- ニューヨーク州がGWP20基準を導入し、2034年までにGWP10以下を求める規制を最終化
- ワシントン州は2025年から新規および改修機器に対しGWP150以下を義務化
- 両州とも冷媒使用者に対する課金や漏洩報告義務を導入し、管理体制を強化
高GWP冷媒の段階的排除と冷媒リーク管理で冷暖房設備の脱炭素化を推進
ニューヨーク州は、2024年12月に「6 NYCRR Part 494」改正規則を最終決定し、20年GWP(温暖化係数)基準を導入。特に商業・産業冷凍機器では2026年からGWP580/943超の冷媒を禁止し、2034年にはすべての機器でGWP10超を禁止します。
主な対象機器と規制スケジュール:
- スーパーマーケットや冷蔵倉庫など:2026年からGWP580/943超禁止、2034年からGWP10超禁止
- スタンドアロン機器(中低温):2025年からGWP100で150以上禁止、2034年からGWP20で10以上禁止
- アイスリンク:2030年からGWP10超禁止
- チラーおよびヒートポンプチラー:2030年または2034年からGWP20で20超禁止
- 住宅・小規模商用冷暖房:2026年からGWP700超禁止、2034年からGWP10超禁止
さらに中小企業支援の補助金制度が導入され、特に環境的弱者地域(disadvantaged communities)の食料施設が対象となります。

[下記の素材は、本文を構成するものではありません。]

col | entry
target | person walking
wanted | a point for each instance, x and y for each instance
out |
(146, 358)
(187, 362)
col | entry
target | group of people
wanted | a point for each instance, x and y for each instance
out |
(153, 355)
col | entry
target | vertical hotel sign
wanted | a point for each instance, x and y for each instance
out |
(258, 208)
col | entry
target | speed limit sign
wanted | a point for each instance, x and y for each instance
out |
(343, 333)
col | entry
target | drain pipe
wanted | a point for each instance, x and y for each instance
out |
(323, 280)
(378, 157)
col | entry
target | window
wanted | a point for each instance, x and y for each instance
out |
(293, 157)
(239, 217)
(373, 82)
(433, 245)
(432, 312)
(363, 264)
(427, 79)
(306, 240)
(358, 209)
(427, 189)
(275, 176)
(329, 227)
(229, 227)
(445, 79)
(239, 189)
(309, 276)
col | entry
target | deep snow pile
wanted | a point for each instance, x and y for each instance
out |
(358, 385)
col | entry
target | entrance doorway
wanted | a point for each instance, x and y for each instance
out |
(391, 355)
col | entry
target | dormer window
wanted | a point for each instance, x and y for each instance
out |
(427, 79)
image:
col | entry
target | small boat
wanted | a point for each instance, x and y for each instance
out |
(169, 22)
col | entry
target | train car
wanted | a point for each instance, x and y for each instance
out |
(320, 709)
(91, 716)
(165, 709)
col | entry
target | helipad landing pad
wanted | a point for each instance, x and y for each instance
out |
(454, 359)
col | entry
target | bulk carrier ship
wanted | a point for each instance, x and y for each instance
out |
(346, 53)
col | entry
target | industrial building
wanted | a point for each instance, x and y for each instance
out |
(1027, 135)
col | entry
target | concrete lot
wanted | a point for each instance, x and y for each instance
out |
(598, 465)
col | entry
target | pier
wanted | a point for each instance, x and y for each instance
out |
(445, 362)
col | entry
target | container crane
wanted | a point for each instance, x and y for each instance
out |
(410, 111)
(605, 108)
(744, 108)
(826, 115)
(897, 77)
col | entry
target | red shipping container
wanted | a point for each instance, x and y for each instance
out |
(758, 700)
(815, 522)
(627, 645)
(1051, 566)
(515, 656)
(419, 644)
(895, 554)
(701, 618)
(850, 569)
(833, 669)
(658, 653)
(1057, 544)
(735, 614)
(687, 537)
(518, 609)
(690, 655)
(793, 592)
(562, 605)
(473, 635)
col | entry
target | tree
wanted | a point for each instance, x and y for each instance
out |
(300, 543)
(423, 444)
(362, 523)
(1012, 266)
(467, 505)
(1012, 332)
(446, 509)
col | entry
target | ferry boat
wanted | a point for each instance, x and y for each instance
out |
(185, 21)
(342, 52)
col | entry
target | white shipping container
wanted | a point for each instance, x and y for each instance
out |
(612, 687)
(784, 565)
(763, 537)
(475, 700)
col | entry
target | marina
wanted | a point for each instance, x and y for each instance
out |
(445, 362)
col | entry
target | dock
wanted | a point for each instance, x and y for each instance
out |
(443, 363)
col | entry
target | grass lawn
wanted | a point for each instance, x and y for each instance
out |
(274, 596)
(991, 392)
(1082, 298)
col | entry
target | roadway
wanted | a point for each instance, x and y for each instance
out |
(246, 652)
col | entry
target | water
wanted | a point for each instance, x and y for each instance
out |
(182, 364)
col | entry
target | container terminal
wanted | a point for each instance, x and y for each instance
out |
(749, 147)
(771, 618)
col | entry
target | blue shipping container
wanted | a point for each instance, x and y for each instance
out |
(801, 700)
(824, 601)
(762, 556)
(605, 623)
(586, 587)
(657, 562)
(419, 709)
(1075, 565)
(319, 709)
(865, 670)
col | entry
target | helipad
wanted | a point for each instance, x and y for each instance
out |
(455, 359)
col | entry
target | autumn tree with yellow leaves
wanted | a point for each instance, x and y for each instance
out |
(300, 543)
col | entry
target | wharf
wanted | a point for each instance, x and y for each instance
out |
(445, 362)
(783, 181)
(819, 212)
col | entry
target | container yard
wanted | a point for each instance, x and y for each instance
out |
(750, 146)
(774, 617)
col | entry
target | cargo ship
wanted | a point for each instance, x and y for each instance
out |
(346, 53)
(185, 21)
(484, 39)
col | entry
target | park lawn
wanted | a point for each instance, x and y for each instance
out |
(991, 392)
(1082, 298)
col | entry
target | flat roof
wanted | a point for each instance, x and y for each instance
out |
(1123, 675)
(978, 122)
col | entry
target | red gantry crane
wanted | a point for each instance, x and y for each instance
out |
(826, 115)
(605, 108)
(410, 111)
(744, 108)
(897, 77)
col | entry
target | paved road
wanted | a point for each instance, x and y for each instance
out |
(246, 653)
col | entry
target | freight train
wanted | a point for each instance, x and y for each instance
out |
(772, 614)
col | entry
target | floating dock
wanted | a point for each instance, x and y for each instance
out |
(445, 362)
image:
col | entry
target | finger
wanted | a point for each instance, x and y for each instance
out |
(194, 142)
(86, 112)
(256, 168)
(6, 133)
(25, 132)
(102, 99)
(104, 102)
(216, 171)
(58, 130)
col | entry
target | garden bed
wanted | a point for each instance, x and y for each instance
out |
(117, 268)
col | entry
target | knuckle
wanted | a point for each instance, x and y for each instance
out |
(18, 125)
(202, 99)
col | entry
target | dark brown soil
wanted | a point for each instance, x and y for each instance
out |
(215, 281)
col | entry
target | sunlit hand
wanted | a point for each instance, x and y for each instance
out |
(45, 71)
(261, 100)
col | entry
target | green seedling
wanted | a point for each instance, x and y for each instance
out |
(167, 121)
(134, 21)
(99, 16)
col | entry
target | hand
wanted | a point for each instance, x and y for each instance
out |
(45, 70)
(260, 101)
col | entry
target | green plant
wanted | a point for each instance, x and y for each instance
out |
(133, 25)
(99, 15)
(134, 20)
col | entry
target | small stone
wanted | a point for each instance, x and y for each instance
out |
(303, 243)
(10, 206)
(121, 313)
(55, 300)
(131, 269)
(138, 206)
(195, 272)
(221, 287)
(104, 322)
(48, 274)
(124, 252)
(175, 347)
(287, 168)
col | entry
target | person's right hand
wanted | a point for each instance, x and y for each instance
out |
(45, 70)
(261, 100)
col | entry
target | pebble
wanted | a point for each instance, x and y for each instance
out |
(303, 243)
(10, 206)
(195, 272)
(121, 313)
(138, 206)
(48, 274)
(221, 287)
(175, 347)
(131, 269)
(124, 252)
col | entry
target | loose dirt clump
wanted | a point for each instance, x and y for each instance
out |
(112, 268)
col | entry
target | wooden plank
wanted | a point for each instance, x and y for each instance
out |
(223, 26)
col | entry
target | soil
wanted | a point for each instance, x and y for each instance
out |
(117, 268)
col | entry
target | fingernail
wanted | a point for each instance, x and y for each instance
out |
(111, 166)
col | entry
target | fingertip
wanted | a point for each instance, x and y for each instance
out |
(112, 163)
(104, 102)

ワシントン州では、2024年に新規則が成立し、2025年から新規商業・産業用冷凍機器(チラー除く)にGWP150以下を義務付け。既存設備の改修についても2029年から同基準が適用されます。
また、冷媒量200ポンド(約91kg)超の設備に対し課金制度を導入。
- 年間費用:200〜1,499ポンド=170ドル、1,500ポンド以上=初回150ドル+年間370ドル
冷媒漏洩率の上限も定められ、商業冷凍設備で16%、産業用で24%を超える場合は14日以内に修理義務。申請により45〜120日まで延長可能。すべての漏洩はエコロジー局へ報告義務があります。
今後の展開とインパクト
これらの規制は、自然冷媒(CO₂やアンモニア)の導入を促進するものであり、新設施設ではすでにアンモニア冷媒を採用した冷蔵倉庫の建設が進行中です(例:ウェストセネカに建設中の12,343㎡施設)。既存設備の寿命を尊重しつつ、段階的なFガスからの脱却が図られています。
キーワード
- GWP(Global Warming Potential):冷媒などの地球温暖化への影響を示す指標。数値が高いほど気候変動に与える影響が大きい。
- Fガス(フッ素系温室効果ガス):HFCやHFOなど、温暖化に寄与する冷媒ガスの総称。
- 自然冷媒(Natural Refrigerants):CO₂、アンモニア、炭化水素などの環境負荷が低い冷媒。代替冷媒として注目されている。